Foley & Lardner LLP in their October 2022 white paper presciently observed, “For decades the traditional model in the automotive industry has been lean, just-in-time (JIT) inventory management, as suppliers and OEMs alike maintain only minimal levels of inventory. This is an incredibly efficient model — as long as everything is running smoothly and on time. However, as the pandemic and supply chain issues have laid bare over the last two years, once all of the proverbial “fat” has been stripped out of the system, there is nothing left to cushion a blow.” Read AJOT Ro/Ro edition for further explanation [May 16 Issue 741 “Bumps in the Road for Automakers in 2022”]

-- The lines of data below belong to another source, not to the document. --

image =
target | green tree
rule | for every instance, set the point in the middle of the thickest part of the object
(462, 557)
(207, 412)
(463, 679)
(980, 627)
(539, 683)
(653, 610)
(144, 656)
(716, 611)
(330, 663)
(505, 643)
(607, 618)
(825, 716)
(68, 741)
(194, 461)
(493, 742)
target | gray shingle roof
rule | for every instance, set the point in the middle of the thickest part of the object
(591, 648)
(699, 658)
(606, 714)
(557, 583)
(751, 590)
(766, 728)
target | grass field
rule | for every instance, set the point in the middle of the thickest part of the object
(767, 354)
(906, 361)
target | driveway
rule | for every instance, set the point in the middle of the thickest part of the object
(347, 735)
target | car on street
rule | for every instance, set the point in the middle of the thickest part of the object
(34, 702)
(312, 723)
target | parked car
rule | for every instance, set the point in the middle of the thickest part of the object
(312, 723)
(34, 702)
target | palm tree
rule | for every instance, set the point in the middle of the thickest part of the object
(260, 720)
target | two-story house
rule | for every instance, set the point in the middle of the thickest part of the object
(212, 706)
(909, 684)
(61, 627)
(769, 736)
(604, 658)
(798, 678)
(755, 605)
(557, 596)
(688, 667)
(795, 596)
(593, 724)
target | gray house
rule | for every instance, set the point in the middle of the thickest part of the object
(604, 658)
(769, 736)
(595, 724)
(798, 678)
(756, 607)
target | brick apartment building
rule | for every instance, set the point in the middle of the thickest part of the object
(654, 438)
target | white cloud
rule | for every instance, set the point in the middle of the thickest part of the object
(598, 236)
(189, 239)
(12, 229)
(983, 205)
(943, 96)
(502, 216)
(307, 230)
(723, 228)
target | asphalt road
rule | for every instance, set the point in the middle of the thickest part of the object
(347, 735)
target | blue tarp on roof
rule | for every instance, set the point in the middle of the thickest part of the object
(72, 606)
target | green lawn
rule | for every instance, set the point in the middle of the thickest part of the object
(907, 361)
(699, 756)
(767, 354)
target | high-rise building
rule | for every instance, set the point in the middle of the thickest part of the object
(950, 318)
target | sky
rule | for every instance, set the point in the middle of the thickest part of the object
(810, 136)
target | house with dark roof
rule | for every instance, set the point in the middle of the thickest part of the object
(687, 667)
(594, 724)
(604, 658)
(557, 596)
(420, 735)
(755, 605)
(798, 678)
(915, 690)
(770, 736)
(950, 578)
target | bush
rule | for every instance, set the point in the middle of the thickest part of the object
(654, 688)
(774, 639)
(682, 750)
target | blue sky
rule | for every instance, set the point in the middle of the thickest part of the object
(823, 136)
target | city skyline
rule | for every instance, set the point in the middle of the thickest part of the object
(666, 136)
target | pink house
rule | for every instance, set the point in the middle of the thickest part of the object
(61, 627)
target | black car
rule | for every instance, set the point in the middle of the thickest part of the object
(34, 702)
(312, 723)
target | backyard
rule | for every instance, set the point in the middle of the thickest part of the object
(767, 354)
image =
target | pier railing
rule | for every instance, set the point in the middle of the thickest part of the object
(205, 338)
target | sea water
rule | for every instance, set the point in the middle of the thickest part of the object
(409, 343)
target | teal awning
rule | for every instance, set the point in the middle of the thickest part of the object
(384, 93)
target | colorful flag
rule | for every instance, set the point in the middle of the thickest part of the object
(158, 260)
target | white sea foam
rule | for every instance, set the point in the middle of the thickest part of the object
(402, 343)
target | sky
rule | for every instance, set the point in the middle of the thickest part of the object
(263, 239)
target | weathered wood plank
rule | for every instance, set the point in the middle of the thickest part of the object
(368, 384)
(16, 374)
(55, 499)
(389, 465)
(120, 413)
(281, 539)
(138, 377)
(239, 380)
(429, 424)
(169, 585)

In recent years, auto processors and other parties in the auto supply chain because of the uneven supply chain have had to build in additional storage, adding acreage to enable them to “stockpile” autos – sometimes because of the parts shortage but also to handle vehicle delivery surges. This is anathema to JIT logistics.
And there are other factors influencing a rethink of the auto supply chain. As the parts shortage so aptly illustrated, a dependence on importing parts from other countries comes with risk…a risk that might outweigh the cost benefits.
Lockouts, shutdowns, delays, higher freight costs, and attendant dislocations associated with supply chain disruptions are now unignorable features of the logistics equation. In this new post-pandemic world, lean inventory might well be an unaffordable luxury item in the auto supply chain.
Will the Auto Industry Roll Out a Better 2023?
Most analysts are predicting a better 2023. The general feeling is that demand for new vehicles is still running strong. But there are a number of caveats on what a better 2023 might actually look like. Will it be a return to pre-COVID levels – something approaching 17 million units? Inflation and a weaker economy both in the U.S. and abroad exacerbated by the ongoing Russia-Ukraine War, and China’s friction with the West are mitigating factors to a robust forecast.
Nonetheless, EVs (Electric Vehicles) and hybrids continue to sell well, and a new auto supply chain is emerging around EV manufacturing. Battery production is being located near EV manufacturing facilities and there is a new emphasis on near or onshoring sourcing of parts, particularly microchips. With Canada and Mexico already being the top auto parts supplier for the U.S., the short sea could become a major feature of the emerging auto-supply chain.
So, will the auto industry roll out a better 2023? At the moment the auto industry seems to be spinning along in that direction. But as the challenges in 2022 demonstrated, the way to full recovery could be a long and winding road.